I started Googling and found out that Youtube changed it's format a while back and since this an "older" TV, Youtube will no longer be supported on it! WHAT???????

So, I spoke to a Vizio Tech and he confirmed that if I tried to upgrade the app I would lose it completely. 

I guess my only option is to buy a new TV!! Does anyone know if there's a "fix" other than spending money on a new TV?? That is the only Roku app that is affected.


----------



## Butterfly (Nov 1, 2018)

Check out Wal Mart.com.  Their TVs are pretty reasonably priced.  I had similar trouble with an older TV a couple years ago and found it was much cheaper just to replace it than to futz with it any longer.  This is, after all, the age of planned obsolescence.


----------



## oliverqueen (Nov 1, 2018)

Hi collen I bought a sanyo roku 32'' tv at walmart paid $136.96... once you have it it set up when you see the search  to the right you'll see movie, tv , actor type in youtube it's there and down load the app


----------



## Colleen (Nov 1, 2018)

I've pretty much resigned myself to the fact that I will have to replace it. I did some online shopping and found a 32" (the 40" was way too big for this house) from Walmart with 1080P and built in DVD player for $165 tax included. I would have to order it but it would be in in a couple days. What would I do with the "old" one???

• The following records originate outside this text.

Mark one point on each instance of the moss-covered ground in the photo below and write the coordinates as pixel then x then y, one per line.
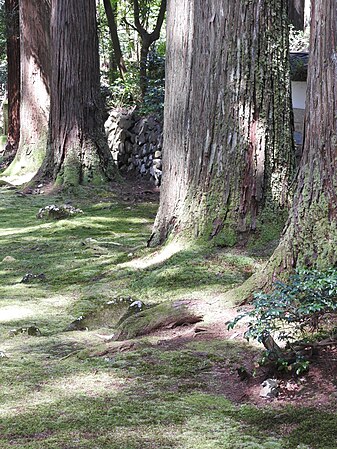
pixel 54 396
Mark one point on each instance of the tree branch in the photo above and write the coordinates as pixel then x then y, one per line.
pixel 160 19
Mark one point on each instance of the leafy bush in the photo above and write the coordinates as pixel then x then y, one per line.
pixel 294 308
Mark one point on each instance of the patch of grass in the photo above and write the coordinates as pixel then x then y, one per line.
pixel 55 397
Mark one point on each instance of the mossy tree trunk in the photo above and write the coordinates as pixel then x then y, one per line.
pixel 310 237
pixel 228 147
pixel 35 75
pixel 13 76
pixel 78 152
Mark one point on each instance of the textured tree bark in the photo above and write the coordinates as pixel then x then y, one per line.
pixel 228 147
pixel 13 76
pixel 35 73
pixel 310 237
pixel 78 152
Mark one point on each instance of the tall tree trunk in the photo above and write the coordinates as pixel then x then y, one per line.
pixel 35 71
pixel 13 76
pixel 310 237
pixel 228 154
pixel 78 152
pixel 114 37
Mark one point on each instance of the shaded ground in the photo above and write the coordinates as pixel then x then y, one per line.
pixel 176 388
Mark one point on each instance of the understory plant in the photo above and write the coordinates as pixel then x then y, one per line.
pixel 297 313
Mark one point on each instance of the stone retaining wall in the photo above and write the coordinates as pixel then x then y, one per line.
pixel 136 143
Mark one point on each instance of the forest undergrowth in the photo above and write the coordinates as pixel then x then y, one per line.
pixel 176 387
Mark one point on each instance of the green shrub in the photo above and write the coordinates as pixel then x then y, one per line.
pixel 291 312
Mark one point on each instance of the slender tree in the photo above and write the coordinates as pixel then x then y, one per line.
pixel 147 38
pixel 13 76
pixel 296 13
pixel 35 75
pixel 228 155
pixel 114 37
pixel 310 236
pixel 77 151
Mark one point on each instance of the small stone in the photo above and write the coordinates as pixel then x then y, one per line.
pixel 137 304
pixel 30 277
pixel 270 389
pixel 58 212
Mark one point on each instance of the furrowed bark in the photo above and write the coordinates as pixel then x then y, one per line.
pixel 228 158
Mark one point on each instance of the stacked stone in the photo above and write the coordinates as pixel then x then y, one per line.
pixel 136 143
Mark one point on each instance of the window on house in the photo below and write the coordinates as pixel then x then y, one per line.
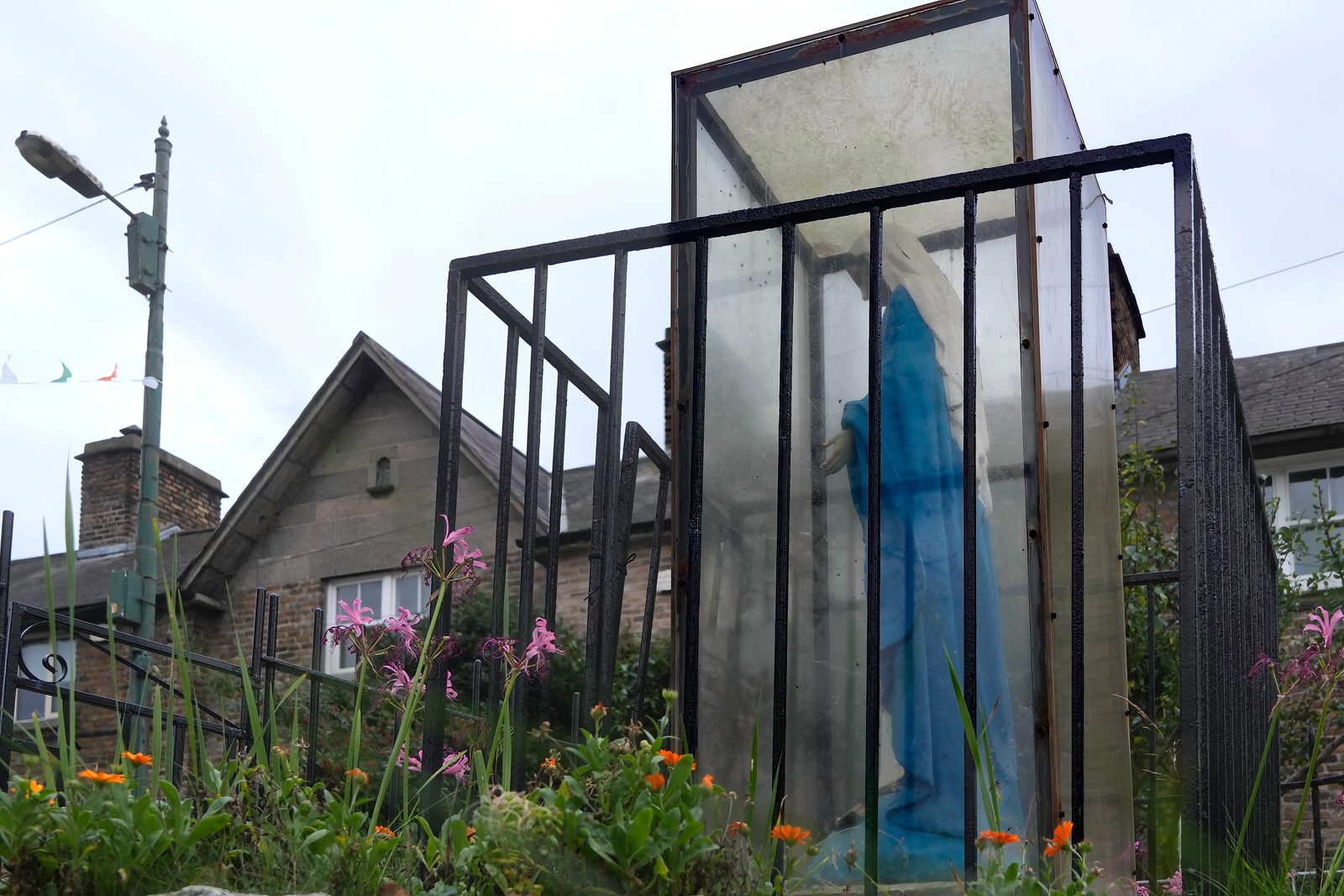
pixel 385 594
pixel 1305 492
pixel 27 703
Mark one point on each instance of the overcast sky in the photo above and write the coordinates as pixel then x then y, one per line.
pixel 329 160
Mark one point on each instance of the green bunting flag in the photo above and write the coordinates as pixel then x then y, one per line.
pixel 10 378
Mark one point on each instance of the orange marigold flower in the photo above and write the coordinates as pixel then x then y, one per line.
pixel 30 789
pixel 790 835
pixel 674 758
pixel 1063 831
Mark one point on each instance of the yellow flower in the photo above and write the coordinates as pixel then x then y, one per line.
pixel 30 789
pixel 790 835
pixel 674 758
pixel 1063 831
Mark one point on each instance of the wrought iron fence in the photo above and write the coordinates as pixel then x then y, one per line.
pixel 1226 567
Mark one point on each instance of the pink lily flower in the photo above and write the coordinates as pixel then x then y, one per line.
pixel 1323 624
pixel 454 535
pixel 354 616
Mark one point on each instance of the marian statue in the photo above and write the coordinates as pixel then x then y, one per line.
pixel 920 531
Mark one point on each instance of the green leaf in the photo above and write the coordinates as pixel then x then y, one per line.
pixel 207 826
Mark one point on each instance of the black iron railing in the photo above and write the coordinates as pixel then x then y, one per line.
pixel 1226 564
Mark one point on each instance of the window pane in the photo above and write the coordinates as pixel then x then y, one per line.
pixel 410 593
pixel 27 703
pixel 1308 560
pixel 1301 493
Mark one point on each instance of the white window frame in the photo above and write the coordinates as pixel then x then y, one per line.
pixel 1280 469
pixel 387 587
pixel 38 651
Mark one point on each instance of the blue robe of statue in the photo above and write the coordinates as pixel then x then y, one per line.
pixel 921 824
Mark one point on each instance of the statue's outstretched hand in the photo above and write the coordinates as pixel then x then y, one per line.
pixel 840 452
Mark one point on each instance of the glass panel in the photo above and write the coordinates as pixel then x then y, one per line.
pixel 1303 499
pixel 1106 762
pixel 410 593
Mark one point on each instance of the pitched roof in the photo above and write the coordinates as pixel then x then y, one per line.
pixel 360 369
pixel 93 571
pixel 1284 396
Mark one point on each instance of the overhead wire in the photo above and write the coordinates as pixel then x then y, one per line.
pixel 101 199
pixel 1281 270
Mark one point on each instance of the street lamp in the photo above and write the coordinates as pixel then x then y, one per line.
pixel 132 594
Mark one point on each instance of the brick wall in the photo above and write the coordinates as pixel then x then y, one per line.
pixel 109 492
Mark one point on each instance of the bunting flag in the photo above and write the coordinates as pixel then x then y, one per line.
pixel 10 378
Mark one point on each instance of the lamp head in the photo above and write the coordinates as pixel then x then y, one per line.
pixel 53 160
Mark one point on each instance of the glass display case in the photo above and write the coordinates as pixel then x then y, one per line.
pixel 937 90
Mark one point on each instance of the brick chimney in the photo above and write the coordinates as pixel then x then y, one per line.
pixel 109 492
pixel 1126 325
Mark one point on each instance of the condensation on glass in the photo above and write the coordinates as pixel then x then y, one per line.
pixel 934 92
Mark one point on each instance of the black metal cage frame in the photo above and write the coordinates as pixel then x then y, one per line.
pixel 1226 558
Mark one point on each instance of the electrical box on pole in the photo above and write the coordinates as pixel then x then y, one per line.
pixel 143 238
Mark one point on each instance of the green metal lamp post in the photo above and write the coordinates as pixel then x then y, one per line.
pixel 134 594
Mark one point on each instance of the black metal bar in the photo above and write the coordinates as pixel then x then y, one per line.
pixel 7 698
pixel 1090 161
pixel 1317 846
pixel 445 511
pixel 179 750
pixel 969 533
pixel 531 476
pixel 784 465
pixel 269 687
pixel 6 550
pixel 313 698
pixel 1153 735
pixel 492 300
pixel 1193 590
pixel 819 500
pixel 1166 577
pixel 618 527
pixel 696 500
pixel 499 580
pixel 873 558
pixel 553 523
pixel 1077 582
pixel 597 562
pixel 651 597
pixel 615 501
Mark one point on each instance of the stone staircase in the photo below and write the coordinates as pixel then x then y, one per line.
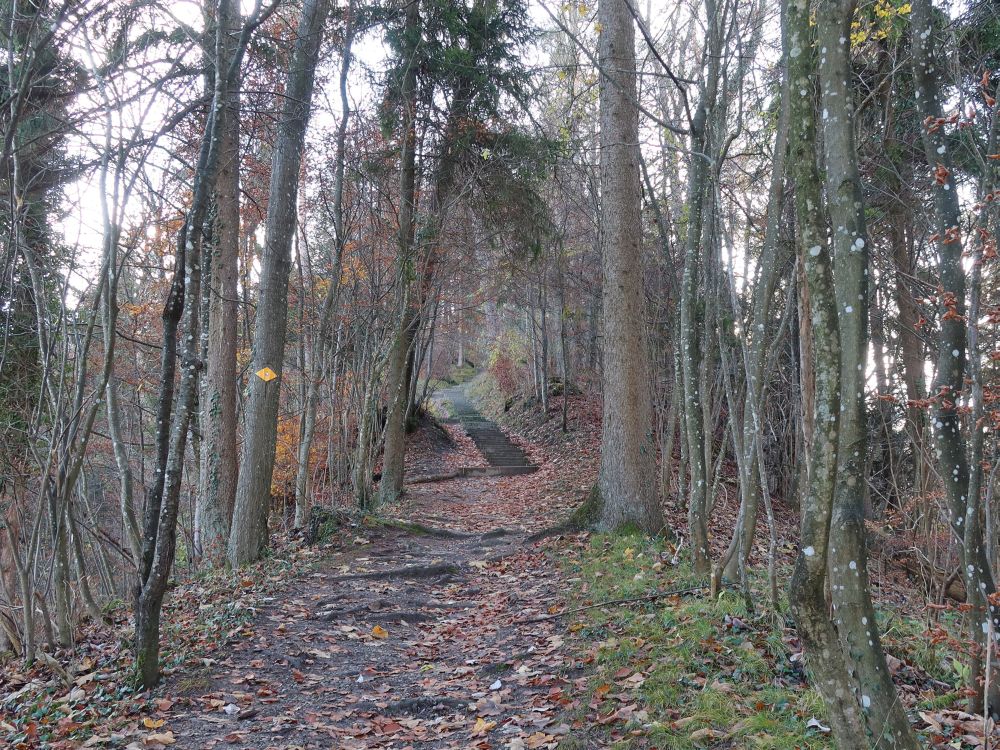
pixel 504 458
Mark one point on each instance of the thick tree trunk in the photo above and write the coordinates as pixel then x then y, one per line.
pixel 627 481
pixel 824 657
pixel 248 536
pixel 854 613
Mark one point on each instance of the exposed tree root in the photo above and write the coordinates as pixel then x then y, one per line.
pixel 412 571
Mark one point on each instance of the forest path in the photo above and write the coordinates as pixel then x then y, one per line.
pixel 407 637
pixel 493 444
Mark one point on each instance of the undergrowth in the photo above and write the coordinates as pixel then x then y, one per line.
pixel 691 671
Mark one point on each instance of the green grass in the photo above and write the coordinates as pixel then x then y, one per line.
pixel 707 683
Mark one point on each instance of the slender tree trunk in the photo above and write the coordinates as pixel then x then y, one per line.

Yes, Butterfly...we were saying the same thing today when we were at Walmart...everything is throw away these days.


----------



## oliverqueen (Nov 2, 2018)

donate it


----------



## AprilSun (Nov 3, 2018)

oliverqueen said:


> donate it



If you have a Salvation Army Thrift store in your area or something like it, you could check with them and see if they would take it. If so, donate it to them. Just a few years ago, I had to get a new tv and my old one was still working so I donated it to the Salvation Army Thrift store.


----------



## Colleen (Nov 3, 2018)

I thought about Craigslist, too. I've been very successful in the past with selling things on Craigslist (probably because I sold everything too cheap..haha). We don't have a Salvation Army store here but we have a Goodwill. I was also thinking about donating to ARC, if they wanted it or a nursing home.


----------



## oliverqueen (Nov 3, 2018)

how big is the tv


----------



## Colleen (Nov 3, 2018)

oliverqueen said:


> how big is the tv



40". I also have a stand it sits on.


----------



## oliverqueen (Nov 3, 2018)

someone could use it


----------